Re: Oracle RAC node restart on Controller takeover/giveback

INFORHUNTER · ‎2012-06-26

Oracle RAC11gR2 （ASM）

RHEL 5.8

FAS 3210

a two nodes Oracle RAC on RHEL 5.8.both 2 nodes will restart while halt a controller.

Oracle ASM lost diskgroup at that time and never recover in 200s(Oracle RAC default disktimeout)

At the same time,all my vmware esxi goes well.

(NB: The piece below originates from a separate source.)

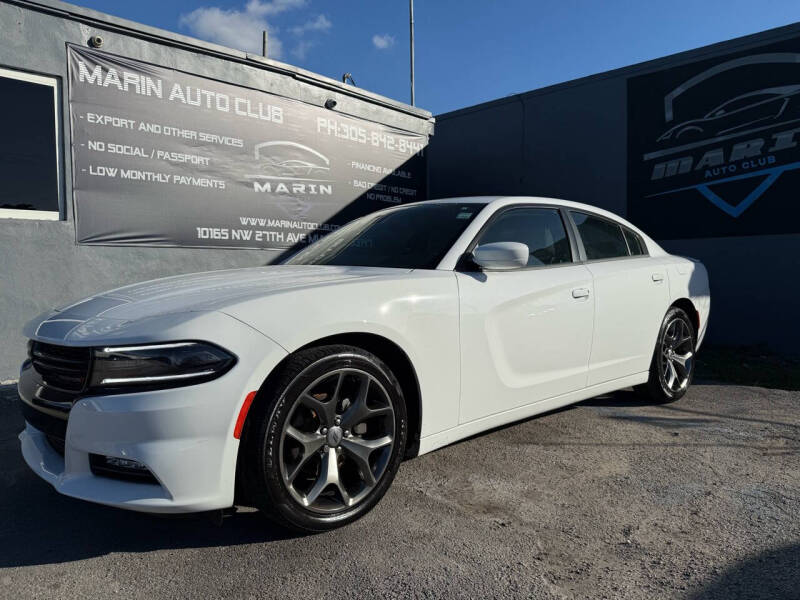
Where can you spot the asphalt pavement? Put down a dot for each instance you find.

here is my multipath configuration:

defaults {

flush_on_last_del yes

max_fds max

pg_prio_calc avg

queue_without_daemon no

user_friendly_names no

}

multipaths {

multipath {

wwid 360a9800064724935574a6b6a4c507176

alias mpath1

path_grouping_policy multibus

}

multipath {

wwid 360a98000647344414b5a6b6a4c366667

alias mpath2

path_grouping_policy multibus

}

multipath {

wwid 360a9800064724935574a6b6a4c516c6f

alias mpath3

path_grouping_policy multibus

}

multipath {

wwid 360a9800064724935574a6a4d46784166

alias mpath4

path_grouping_policy multibus

}

multipath {

wwid 360a98000647344414b5a6b6a424b7148

alias mpath5

path_grouping_policy multibus

}

devices {

device {

vendor "NETAPP"

product "LUN"

path_grouping_policy group_by_prio

getuid_callout "/sbin/scsi_id -g -u -s /block/%n"

path_checker directio

path_selector "round-robin 0"

hardware_handler "0"

failback immediate

features "1 queue_if_no_path"

prio_callout "/sbin/mpath_prio_ontap /dev/%n"

rr_min_io 128

rr_weight uniform

no_path_retry fail

}

INFORHUNTER · ‎2012-07-19

Open a case at Oracle,here is their reply:

In the process of storage controllers Takeover/Giveback,there will be a short time of I/O interruption(in my case is about 45s),on the Oracle RAC level,its diskgroups changed to a umounted status .although the IO recovery in a short time,these Oracle diskgroup should mount manually.